L’armée malawite poursuit ses patrouilles ce vendredi dans les rues de la capitale Lilongwe au lendemain des manifestations inédites contre le régime du président Bingu wa Mutharika. Au moins dix-huit personnes ont péri dans des affrontements avec les forces de l’ordre.
Mettre un terme à la contestation. C’est dans cet objectif que l’armée a été déployée dans les rues de la capitale par le président malawite Bingu wa Mutharika, suite aux violentes manifestations de mercredi et jeudi contre son régime. Au moins 275 personnes ont été interpellées durant ces deux derniers jours, a indiqué ce vendredi à l’AFP un porte-parole de la police. Dix-huit personnes ont péri et 22 ont été blessées dans des affrontements avec les forces de l’ordre, selon le bilan officiel établi par un porte-parole du ministère de la santé, Henry Chimbal. « Selon nos informations, la plupart des victimes sont mortes de graves hémorragies. Nous allons devoir maintenant établir la cause des décès après l’autopsie des corps », a-t-il affirmé. Neuf morts ont été recensés à Mzuzu, six dans la capitale Lilongwe, deux à Blantyre, la capitale économique du pays, et un autre à Karonga, à la frontière avec la Tanzanie. Selon un militant des droits de l’homme à Mzuzu, les victimes ont été tuées lorsque la police a tiré sur une foule qui s’attaquait à des magasins appartenant à des Chinois et à des bureaux du Parti progressiste démocratique, le parti du président Bingu wa Mutharika.

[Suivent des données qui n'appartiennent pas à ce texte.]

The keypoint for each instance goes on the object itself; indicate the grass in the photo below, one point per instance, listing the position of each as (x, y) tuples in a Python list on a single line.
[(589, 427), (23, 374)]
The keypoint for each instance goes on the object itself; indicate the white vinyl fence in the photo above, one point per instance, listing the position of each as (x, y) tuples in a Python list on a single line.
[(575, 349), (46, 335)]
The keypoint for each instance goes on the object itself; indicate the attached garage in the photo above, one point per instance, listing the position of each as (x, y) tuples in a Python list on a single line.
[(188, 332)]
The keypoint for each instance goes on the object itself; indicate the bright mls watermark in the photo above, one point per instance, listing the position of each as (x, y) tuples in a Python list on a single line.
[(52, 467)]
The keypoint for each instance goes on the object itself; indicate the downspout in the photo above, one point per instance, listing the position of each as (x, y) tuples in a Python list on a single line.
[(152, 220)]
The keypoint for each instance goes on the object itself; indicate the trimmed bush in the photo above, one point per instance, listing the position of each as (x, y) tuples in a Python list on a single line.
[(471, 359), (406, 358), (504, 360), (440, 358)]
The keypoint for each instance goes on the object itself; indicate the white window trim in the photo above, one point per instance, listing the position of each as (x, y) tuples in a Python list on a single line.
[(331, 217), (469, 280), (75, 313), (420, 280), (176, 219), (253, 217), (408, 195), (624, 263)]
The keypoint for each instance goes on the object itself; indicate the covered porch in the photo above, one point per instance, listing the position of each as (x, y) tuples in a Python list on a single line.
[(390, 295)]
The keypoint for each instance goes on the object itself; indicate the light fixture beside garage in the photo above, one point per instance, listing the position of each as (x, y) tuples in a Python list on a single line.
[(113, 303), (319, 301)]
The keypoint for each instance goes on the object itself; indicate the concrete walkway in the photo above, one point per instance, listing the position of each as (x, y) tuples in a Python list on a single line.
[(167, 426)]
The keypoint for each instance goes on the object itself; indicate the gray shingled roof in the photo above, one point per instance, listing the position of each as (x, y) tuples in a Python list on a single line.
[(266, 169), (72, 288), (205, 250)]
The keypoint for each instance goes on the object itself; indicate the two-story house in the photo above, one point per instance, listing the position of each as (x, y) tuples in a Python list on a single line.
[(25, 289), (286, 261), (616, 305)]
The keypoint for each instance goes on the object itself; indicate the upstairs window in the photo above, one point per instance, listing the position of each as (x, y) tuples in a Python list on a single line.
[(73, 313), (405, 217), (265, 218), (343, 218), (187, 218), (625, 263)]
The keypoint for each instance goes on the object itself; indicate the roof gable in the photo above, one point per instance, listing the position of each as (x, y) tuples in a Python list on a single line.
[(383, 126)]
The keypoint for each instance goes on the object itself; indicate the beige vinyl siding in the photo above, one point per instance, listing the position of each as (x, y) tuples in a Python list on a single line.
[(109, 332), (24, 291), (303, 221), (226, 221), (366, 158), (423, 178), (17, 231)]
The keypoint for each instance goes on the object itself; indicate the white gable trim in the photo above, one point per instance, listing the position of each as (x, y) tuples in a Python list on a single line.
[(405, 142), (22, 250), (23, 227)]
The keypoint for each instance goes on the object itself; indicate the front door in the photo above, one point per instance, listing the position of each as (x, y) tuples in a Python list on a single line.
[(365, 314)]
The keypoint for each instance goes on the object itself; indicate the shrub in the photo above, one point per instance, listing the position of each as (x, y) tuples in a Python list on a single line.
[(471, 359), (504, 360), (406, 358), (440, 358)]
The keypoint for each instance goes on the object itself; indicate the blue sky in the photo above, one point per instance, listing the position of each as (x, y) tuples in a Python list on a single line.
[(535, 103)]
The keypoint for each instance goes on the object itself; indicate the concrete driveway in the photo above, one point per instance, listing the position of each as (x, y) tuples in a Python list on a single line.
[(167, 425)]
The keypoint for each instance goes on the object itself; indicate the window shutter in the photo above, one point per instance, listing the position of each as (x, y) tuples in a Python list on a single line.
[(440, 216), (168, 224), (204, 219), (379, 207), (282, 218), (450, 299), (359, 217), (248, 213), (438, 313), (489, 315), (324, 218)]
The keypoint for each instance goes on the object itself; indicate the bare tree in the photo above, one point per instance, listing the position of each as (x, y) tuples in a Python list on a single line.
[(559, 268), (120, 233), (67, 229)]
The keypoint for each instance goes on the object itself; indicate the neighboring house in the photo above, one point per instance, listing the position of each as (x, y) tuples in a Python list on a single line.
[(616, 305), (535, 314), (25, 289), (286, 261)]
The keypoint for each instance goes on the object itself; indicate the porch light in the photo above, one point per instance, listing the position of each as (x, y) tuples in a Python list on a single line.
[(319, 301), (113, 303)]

«Le Malawi est bien gouverné»
Ce mouvement de révolte vise directement le dirigeant malawite, ancien économiste de la Banque mondiale, élu pour la première fois président en 2004. Le Malawi, l’un des pays les plus pauvres au monde, est en proie à une pénurie de carburant depuis que le gouvernement a utilisé les réserves de change pour payer des importations, en juin. Mais le chef d’Etat est également critiqué pour son autoritarisme. Il a exclut de démissionner dans une allocution à la radio après les émeutes. « Comme la Constitution le prévoit, l’autorité pour diriger le gouvernement est entre mes mains et entre celles de personne d’autre », a-t-il déclaré. Il estime que « le Malawi est bien gouverné ». Selon lui, « le manque de réserves de change ou la pénurie de carburant ne peut pas être considéré comme le signe d’une mauvaise gouvernance ou d’un échec de l’Etat ». « Je suis prêt à rencontrer l’opposition et la société civile. Mais vous ne devriez pas laisser les gens piller et saccager les magasins », a-t-il lancé à l’adresse de l’opposition. Le chef de l’Etat n’a pas confirmé le nombre de morts, se contentant de déclarer : « J’ai entendu dire que des gens avaient perdu la vie ».
Répression condamnée
Face à la situation, les Etats-Unis ont condamné le recours à la force et la répression. «Au vu des émeutes et des rumeurs de représailles, nous appelons les deux parties à la retenue», a indiqué l’ambassade américaine à Pretoria dans un communiqué. La chef de la diplomatie de l’Union européenne Catherine Ashton a également « fermement condamné le recours à la force et aux munitions réelles par les autorités du Malawi pour empêcher leurs propres citoyens d’exercer leur droit constitutionnel de manifester pacifiquement ». De même, selon son porte-parole, Martin Nesirky, le secrétaire général des Nations unies, Ban Ki-moon s’est déclaré « inquiet et attristé par les pertes en vies humaines et réitère son appel pour que tous les antagonismes soient résolus par des moyens pacifiques ».
Par ailleurs, les relations entre le Malawi et la Grande-Bretagne se sont particulièrement détériorée depuis la publication d’un câble diplomatique britannique de Wikileaks qualifiant le chef d’Etat malawite de dirigeant « autocratique et intolérant envers les critiques ». L’ambassadeur britannique à Lilongue a été expulsé à la suite de cette révélation. En guise de riposte, la Grande-Bretagne a suspendu son aide économique de 550 millions de dollars (385 millions d’euros) pour les quatre prochaines années.